U2 Berlin-Alexanderplatz

Berlin, Alexanderplatz. Einst das lärmende Herz der deutschen Reichshauptstadt, später die Vorzeigeplaza des ersten Arbeiter- und Bauernstaates auf deutschem Boden und heute die größte nichtangefangene Baustelle des wiedervereinigten Regierungsberlins. Ein Platz mit Geschichte, aber ohne Geschehen. Eine Handvoll Menschen, die sich in seiner zugigen Leere verlaufen.
Doch der Eindruck täuscht, denn das wahre Leben spielt nicht auf dem Alex. Sondern darunter. In jenen grün gefliesten und spärlich beleuchteten Katakomben, die im Minutentakt ungezählte Menschenmassen zwischen dem S-Bahnhof und den U-Bahn-Haltestellen hin- und herpumpen.
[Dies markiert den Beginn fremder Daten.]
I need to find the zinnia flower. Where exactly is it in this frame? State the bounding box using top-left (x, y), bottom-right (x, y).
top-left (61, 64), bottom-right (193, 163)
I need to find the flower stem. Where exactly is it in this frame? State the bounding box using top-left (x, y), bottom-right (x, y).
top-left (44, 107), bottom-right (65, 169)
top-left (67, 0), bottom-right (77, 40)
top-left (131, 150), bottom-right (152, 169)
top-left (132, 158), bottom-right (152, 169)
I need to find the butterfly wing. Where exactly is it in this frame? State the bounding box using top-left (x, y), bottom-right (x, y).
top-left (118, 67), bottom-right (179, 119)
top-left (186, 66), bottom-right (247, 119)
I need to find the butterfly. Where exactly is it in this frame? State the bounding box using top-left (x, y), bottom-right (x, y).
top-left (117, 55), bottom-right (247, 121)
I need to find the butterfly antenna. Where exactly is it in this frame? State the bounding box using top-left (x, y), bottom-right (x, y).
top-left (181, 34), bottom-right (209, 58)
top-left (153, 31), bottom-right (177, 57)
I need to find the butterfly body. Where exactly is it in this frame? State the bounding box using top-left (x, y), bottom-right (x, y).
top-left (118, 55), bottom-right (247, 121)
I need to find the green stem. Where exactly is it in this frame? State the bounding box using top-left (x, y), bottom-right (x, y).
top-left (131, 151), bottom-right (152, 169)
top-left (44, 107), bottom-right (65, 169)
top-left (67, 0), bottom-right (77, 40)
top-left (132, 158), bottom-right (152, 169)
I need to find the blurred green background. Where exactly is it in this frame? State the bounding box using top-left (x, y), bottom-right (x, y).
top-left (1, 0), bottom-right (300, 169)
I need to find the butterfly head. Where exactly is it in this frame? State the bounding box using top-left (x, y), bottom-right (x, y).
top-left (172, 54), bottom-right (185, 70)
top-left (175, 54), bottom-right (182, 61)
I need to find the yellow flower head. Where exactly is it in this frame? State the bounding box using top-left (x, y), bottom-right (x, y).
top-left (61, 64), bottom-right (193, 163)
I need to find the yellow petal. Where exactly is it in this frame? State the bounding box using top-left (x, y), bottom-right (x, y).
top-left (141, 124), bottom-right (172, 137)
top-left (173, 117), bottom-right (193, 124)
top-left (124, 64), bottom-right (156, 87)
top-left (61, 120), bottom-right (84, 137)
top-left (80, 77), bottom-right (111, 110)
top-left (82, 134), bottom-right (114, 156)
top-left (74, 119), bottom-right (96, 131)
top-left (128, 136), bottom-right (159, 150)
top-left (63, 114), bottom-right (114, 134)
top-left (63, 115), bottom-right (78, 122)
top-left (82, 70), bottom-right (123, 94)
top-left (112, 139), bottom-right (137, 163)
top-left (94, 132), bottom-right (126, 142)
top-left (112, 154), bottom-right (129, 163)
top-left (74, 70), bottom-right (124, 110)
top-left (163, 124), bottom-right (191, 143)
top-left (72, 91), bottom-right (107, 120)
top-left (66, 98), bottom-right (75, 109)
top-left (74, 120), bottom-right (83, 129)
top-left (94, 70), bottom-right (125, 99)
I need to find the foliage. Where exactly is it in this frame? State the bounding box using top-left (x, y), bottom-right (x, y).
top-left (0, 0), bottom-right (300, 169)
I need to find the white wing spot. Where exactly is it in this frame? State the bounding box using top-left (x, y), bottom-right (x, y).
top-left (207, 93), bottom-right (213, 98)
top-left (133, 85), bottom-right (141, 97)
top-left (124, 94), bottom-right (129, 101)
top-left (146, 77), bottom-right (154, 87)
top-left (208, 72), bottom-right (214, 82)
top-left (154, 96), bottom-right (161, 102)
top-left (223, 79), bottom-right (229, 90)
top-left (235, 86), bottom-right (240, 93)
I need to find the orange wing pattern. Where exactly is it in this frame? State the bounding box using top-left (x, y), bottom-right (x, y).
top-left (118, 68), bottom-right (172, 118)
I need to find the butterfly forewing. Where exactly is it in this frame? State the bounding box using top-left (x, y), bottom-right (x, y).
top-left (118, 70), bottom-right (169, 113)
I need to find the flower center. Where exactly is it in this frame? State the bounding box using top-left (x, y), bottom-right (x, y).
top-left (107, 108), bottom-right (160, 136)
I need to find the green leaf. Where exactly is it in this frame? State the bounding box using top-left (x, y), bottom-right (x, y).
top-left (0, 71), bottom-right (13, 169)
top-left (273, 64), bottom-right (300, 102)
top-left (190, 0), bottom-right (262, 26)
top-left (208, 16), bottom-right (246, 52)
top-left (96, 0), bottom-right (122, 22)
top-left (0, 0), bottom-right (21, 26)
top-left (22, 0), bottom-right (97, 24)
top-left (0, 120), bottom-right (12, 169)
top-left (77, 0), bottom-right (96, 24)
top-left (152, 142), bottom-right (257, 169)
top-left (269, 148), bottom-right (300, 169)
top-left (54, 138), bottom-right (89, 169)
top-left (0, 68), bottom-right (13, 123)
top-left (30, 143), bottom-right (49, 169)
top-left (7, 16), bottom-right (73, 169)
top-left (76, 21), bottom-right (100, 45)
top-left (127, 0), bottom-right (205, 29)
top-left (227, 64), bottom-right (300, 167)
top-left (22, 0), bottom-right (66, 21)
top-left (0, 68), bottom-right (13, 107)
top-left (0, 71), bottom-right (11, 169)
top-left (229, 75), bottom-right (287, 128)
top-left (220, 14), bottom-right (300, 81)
Ein Stück Stadt, das sich unter der Oberfläche seine eigenen Wege sucht und unerwartete Zusammenhänge schafft.
Vor 1989 verband der lang und elegant geschwungene Bahnsteigraum der heutigen U2 zwei völlig gegensätzliche Orte der realsozialistischen Bedürfniswelt: Ein großes Buchgeschäft im Ostflügel des Behrens-Baus am Südausgang und den Intershop im Hotel International an der nördlichen Platzseite des Alex. Wenn es regnete, konnte man die U- Bahnstation als unterirdische Passage benutzen, um mit dem neuesten systemkritischen Prosawerk unter dem Arm die westliche Konsumwelt bewundern zu gehen, sozusagen einmal durch die Mauer.
Seit 1958 war diese U-Bahn-Station am Alexanderplatz der "Kunst-Bahnhof". Im Rahmen der Initiative "Kunst statt Werbung" konnten Renata Stih und Frieder Schnock 1998 nun das ortsbezogene Kunstprojekt "einladung" präsentieren.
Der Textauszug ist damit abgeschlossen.